Quinnipiac Assignment #04 – Media Convergence

Quinnipiac Assignment #04 – Media Convergence

Once again, we did not have to prepare a YouTube video. Therefore, instead, I am going to reprint one of my essays, in its entirety. This one is about media convergence. As media (print, television, Internet, etc.) all becomes deliverable on one piece of hardware (generally a smartphone or an iPad), and one is advertised or copied or shared on another, should our metrics and means of measuring reach, etc. on these platforms also diverge? And what does that mean for the future of measurement?


Media Convergence

Wishing and Hoping AKA The Past

Back even before television was three channels, data was gathered via Nielsen ratings. Nielsen started in the 1920s but didn’t really get into media analysis until the 1942 radio index. In 1950, it was followed by the television index. (Nielsen, 90 Years, http://sites.nielsen.com/90years/). By 2000, Nielsen had gotten into measuring Internet usage.

Throughout most of this nine-decade period, media was siloed. Radio was analyzed one way, television another, etc. But it was mainly counting. How many people watched a show? How many listened to a particular radio station? With 1987’s People Meter (Nielsen, 25 Years of the People Meter, http://www.nielsen.com/us/en/newswire/2012/celebrating-25-years-of-the-nielsen-people-meter.html), an effort was made to gather more granular data, and to gather it more rapidly. However, Nielsen’s efforts were still confined to extrapolated samples. Was their sampling correct? In 1992, the People Meter was used for the first time in an attempt to measure Hispanic viewing habits. But even in 2012, the total number of people meters in use was in a mere 20,000 households. Were the samples representative? It’s hard to say.

Here and Now AKA It’s Better, But ….

Social media qualitative measurements, including sentiment analysis, are an effort to understand viewer, user, and listener behaviors. Nielsen and the like measure quantifiable information such as time on a channel (or page). But qualitative measurement goes beyond that, in an effort to understand why people visit a website. Topsy, for example, measures the number of positive and negative mentions of a site, product, service, celebrity, etc. Yet a lot of this is still quantitative data.
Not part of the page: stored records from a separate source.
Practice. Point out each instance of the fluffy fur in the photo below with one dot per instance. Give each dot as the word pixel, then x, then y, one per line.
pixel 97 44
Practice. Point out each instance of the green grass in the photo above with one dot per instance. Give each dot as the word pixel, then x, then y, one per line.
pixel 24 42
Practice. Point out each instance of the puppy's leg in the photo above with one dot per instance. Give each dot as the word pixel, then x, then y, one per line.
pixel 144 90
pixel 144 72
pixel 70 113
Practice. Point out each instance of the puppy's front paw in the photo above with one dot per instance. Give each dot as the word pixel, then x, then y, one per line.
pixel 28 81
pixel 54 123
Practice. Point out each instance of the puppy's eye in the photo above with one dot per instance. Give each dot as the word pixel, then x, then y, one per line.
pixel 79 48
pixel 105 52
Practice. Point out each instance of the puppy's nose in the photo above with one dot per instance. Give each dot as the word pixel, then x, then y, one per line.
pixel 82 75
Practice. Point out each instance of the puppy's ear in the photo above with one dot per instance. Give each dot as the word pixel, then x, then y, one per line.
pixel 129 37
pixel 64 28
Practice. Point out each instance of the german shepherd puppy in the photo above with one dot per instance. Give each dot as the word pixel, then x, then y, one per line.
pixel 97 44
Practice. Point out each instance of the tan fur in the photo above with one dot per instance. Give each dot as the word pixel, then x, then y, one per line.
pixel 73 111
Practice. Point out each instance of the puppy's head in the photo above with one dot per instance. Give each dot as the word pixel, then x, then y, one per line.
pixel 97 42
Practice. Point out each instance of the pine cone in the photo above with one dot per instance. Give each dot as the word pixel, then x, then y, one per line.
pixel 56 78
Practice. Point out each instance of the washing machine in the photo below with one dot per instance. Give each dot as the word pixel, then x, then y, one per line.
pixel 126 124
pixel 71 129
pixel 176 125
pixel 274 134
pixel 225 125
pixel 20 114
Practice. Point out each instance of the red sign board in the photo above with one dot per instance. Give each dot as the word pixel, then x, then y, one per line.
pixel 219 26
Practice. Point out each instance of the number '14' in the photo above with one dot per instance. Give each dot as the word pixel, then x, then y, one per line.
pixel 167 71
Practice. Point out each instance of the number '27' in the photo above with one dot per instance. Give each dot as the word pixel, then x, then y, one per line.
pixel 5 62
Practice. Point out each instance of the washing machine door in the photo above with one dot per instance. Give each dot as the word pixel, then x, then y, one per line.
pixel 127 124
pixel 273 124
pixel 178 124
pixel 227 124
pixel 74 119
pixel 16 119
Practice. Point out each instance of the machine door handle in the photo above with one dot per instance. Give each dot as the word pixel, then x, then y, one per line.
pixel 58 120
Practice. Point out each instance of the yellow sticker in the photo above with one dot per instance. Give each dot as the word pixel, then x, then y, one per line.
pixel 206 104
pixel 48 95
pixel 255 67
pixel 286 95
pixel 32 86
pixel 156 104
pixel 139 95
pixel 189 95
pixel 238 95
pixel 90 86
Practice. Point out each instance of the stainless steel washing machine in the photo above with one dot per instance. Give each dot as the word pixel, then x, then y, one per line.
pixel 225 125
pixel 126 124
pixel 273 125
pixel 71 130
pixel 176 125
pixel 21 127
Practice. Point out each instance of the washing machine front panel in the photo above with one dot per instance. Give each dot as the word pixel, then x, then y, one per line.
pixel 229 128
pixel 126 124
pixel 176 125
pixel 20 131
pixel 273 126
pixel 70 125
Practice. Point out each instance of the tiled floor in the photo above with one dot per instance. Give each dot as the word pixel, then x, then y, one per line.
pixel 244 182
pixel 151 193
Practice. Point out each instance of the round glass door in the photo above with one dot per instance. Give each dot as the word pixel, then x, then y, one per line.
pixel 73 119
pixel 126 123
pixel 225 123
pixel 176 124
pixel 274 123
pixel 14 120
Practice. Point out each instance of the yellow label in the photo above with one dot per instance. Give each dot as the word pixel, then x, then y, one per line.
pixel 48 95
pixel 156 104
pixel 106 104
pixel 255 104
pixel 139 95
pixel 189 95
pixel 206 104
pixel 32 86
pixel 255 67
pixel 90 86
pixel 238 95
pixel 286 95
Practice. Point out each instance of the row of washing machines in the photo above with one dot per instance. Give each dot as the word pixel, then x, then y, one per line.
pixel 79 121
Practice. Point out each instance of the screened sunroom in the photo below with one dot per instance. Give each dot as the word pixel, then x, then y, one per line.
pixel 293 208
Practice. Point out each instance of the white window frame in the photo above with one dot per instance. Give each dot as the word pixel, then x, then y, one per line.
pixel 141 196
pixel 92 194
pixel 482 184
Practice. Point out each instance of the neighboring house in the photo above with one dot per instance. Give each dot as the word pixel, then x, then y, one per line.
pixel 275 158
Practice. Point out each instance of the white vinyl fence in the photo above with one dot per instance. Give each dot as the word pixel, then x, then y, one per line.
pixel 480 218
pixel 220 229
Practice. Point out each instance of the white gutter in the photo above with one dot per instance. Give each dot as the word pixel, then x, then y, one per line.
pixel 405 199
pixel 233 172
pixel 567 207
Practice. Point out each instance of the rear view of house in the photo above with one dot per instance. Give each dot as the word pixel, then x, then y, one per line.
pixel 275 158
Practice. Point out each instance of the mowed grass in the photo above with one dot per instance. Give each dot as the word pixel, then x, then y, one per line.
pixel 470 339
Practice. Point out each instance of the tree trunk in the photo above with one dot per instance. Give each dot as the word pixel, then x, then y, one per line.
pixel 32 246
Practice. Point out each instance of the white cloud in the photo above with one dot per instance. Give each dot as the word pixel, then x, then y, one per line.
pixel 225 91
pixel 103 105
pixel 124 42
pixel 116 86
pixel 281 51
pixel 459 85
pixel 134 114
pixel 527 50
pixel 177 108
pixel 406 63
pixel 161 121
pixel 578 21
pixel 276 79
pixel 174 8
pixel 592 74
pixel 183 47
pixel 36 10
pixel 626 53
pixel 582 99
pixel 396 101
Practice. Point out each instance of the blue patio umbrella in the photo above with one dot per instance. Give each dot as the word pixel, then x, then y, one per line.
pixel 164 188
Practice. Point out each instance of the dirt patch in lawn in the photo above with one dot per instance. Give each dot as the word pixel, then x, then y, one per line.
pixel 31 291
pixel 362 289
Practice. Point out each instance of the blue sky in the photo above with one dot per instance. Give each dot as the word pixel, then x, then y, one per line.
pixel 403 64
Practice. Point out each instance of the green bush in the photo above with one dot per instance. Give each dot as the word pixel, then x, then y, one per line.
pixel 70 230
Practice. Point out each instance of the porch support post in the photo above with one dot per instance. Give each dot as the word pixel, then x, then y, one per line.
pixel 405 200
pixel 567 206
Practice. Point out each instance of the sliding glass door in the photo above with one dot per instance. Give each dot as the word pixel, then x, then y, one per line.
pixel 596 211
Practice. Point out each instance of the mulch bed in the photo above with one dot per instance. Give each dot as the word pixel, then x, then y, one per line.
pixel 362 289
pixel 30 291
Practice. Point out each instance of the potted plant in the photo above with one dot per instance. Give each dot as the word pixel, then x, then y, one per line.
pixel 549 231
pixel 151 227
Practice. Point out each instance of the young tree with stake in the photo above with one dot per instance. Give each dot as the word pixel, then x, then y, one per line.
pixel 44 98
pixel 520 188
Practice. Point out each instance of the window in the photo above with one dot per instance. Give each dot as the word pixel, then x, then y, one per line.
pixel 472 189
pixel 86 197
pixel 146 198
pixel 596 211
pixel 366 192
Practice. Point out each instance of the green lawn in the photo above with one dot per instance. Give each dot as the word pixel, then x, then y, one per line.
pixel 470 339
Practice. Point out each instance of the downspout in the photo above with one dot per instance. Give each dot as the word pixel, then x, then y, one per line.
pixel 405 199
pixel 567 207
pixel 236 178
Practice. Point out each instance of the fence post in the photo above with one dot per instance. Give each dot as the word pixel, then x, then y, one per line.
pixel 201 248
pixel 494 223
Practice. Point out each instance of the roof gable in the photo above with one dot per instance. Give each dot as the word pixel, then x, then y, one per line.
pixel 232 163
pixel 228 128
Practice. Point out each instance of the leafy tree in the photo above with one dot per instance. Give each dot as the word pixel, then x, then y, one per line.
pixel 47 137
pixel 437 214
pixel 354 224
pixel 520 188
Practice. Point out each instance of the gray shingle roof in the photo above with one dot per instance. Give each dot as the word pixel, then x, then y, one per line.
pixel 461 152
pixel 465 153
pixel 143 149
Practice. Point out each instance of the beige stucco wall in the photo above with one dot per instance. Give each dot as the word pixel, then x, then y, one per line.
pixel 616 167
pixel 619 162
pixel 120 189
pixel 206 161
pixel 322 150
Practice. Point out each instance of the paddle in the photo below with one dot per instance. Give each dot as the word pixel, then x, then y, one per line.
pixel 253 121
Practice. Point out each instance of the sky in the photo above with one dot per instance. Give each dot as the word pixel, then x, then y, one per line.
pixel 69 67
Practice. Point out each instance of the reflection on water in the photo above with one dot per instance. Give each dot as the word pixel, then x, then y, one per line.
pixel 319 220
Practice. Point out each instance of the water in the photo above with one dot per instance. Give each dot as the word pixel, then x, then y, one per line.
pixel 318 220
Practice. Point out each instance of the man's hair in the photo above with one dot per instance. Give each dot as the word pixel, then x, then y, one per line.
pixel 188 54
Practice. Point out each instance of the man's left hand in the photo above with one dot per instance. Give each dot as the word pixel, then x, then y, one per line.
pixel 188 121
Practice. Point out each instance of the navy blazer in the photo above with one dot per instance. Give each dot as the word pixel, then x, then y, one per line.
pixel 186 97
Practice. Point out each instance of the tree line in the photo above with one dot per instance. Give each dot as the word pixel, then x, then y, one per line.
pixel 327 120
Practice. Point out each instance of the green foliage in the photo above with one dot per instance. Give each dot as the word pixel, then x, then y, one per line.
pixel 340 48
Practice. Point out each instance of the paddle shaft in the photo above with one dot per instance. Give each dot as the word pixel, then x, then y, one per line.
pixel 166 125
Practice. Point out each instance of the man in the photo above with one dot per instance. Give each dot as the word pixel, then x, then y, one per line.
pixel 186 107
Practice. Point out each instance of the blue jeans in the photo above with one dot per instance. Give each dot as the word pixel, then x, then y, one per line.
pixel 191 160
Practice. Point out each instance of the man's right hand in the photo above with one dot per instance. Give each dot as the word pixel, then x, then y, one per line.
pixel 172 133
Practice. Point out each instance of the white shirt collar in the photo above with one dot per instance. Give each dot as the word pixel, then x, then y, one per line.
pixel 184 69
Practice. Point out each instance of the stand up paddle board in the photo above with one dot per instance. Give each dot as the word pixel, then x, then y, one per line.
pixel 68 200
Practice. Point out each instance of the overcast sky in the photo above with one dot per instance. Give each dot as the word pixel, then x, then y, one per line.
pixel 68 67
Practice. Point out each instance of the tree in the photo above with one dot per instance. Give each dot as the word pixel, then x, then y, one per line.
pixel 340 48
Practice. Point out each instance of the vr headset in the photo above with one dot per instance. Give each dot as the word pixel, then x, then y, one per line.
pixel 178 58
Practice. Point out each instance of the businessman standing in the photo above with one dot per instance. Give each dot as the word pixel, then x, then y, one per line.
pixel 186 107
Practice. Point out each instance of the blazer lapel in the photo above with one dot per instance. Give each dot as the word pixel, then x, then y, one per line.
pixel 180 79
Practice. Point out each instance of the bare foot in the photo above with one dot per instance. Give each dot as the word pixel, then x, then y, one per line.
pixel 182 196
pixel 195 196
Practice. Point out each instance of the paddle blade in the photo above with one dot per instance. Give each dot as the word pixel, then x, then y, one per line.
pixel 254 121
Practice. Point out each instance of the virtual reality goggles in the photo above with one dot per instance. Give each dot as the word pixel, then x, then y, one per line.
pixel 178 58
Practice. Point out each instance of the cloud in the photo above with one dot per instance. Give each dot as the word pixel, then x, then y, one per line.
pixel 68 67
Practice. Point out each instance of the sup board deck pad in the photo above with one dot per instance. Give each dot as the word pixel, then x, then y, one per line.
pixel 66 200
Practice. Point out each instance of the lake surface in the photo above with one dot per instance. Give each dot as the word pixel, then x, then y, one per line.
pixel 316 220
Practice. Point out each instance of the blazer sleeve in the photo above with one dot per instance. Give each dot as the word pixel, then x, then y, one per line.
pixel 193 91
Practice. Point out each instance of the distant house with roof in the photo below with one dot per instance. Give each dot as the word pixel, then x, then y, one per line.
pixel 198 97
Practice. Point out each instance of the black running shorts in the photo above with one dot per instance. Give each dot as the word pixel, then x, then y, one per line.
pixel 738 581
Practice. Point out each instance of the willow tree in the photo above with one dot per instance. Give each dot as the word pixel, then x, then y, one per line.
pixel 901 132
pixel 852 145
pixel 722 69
Consider Martha Stewart as a topic of online conversation.

Adventures in Career Changing | Janet Gershen-Siegel | Quinnipiac Assignment 04 – ICM 524 Media Convergence
Martha Stewart on Topsy, June 9, 2014

 

All we can see are numbers, really (the spike was on the day that a tweet emerged claiming that Martha Stewart had a drone). This is still counting. There are no insights into why that tweet resonated more than others.

Media convergence is mashing everything together in ways that audiences probably didn’t think were possible even a scant thirty years ago. But now, we watch our television shows online, we are encouraged to tweet to our favorite radio stations, our YouTube videos become part of television advertising, and our Tumblr images are being slipped into online newspapers. All of this and more can be seen on our iPads. Add a phone to this (or just use an iPhone or an Android phone instead of an iPad), and you’ve got nearly everything bundled together. How is this changing analytics? For one thing, what is it that we are measuring? When we see a music video on YouTube, are we measuring viewer sentiments about the sounds or the images? When we measure a television program’s Facebook engagement, is it directly related to the programming, to the channel, to viewer sentiment about the actors or the writers, or something else? What does it mean to like or +one anything anymore, when a lot of people seem to reflexively vote up their friends’ shared content?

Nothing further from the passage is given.